Diversification for the sake of it isn’t enough anymore – markets have become more complex and volatility is on the rise, investment industry insiders have warned.
“You can’t just deploy your assets offshore and think the job is well done,” says Natalie Phillips, deputy managing director at Investec Asset Management South Africa.
Neither is merely diversifying into another currency, she adds. Investors need to consider their situation holistically when deciding how to complement their South African investments with an offshore component.
South African investors have had a tough time over the last few years as the FTSE/JSE All Share Index effectively experienced a sideways correction. Offshore diversification has become mainstream news, but identifying pockets of value in the current environment is no easy task. Contrarian investors are increasingly identifying local opportunities.
Where to from here?
Vimal Chagan, divisional director of investments at Liberty, says the JSE has had its good moments and its bad moments, but over the past five years returns have pretty much been in single digit territory.
For investors trying to meet their financial goals, this has been quite difficult. Nobody has a crystal ball and getting real growth has been challenging. In the US tax rates are coming down and corporates are expected to benefit, but most of the good news is already priced in.
“To run after yesterday’s news is a losing strategy as well.”
Chagan says in this environment clients may want to consider different investment strategies like structured products or portfolios, which would allow them to get their money back when markets don’t perform or to get at least 10% per annum if markets experience any positive movement.
The flipside of this strategy is that if markets do really well, the dividend yield is high, and dividends are reinvested, the more cautious investor will normally lose out.
Phillips says a lot of South African companies have become rand hedges over the last decade.
“I think that is why it is so critical to look at your investments holistically and say how can I complement that diversification, looking at my SA investment exposure, and secondly, where is the value now.”
She says although growth has been pretty low, there is good value in some companies in Europe. “We like the cyclicals at the moment.”
The US stock market has benefitted from a prolonged golden period with very low interest rates, lower corporate tax rates and declining risk premia, but there are concerns.
Phillips says in their multi-asset funds they typically have a slightly more defensive approach, holding US cash but not large US equity exposure. They are more cautious about the US stock market at this point and prefer pockets of value in Europe and also – albeit a more controversial choice – Asia.
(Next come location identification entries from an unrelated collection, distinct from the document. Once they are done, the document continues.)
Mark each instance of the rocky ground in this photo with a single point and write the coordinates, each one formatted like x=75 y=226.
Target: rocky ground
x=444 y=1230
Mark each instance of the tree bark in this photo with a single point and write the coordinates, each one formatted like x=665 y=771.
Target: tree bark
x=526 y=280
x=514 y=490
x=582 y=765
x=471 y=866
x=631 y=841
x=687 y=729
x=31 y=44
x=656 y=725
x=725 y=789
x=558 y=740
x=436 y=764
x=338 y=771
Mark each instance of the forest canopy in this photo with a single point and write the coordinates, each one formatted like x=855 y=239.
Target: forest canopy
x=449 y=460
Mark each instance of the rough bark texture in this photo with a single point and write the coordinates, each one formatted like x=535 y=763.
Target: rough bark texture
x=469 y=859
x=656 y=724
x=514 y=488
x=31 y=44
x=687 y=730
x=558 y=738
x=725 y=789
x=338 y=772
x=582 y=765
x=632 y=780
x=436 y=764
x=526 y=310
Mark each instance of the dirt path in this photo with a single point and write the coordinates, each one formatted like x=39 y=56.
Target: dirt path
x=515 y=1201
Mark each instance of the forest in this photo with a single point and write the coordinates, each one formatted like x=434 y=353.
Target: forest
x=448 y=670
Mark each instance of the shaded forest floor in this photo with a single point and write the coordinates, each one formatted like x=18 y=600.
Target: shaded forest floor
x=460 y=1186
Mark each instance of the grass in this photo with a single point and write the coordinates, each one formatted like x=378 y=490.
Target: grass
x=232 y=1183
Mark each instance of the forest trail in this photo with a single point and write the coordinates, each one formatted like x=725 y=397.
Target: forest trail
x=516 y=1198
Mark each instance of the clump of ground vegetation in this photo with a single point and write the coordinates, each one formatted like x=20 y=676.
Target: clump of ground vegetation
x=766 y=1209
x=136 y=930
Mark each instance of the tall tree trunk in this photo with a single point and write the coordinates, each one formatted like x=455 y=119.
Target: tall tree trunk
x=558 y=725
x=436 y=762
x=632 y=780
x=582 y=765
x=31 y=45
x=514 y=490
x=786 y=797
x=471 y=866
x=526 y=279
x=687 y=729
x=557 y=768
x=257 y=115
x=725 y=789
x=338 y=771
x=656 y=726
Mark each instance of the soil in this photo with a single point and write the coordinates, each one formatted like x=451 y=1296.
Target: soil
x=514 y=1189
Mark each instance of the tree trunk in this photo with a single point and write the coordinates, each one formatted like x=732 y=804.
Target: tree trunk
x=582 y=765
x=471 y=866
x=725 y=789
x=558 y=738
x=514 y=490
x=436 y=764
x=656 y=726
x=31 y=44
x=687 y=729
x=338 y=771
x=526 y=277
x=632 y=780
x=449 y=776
Although there are some hiccups in China with regards to growth, Investec Asset Management has a structurally positive outlook on China and is taking a long-term view.
“It is the second biggest economy in the world,” says Phillips. “It is a no-brainer that structurally you’ve got to make an allocation into China, and if you look at the indices – the MSCI ACWI and many others – they are hugely underweight China as it is.”
Mark Lovett, head of investments at Stanlib, says investors need to be aware that volatility will go up over the next few years. Quantitative easing and extraordinary monetary policy globally have kept volatility low and even though it has picked up recently, it hasn’t returned to historic levels.
Against this background, diversification remains one of the most important considerations for investors.
Lovett says multi-asset products have done very well for South African investors due to an extended equity bull market, but going forward, investors will need to wrap their thoughts around diversification and the asset classes and instruments they choose.
Globally there has been a move to more sophisticated multi-asset products that are less reliant on equities to deliver returns. The theme is also emerging in South Africa. This may include alternative investments in the unlisted space like private equity and credit.
Lovett says there has been no benefit from diversification between equity and bonds so far this year. This suggests that rather than just including the narrow traditional metrics of equities, bonds, property, and cash, investors may need to cast their nets wider.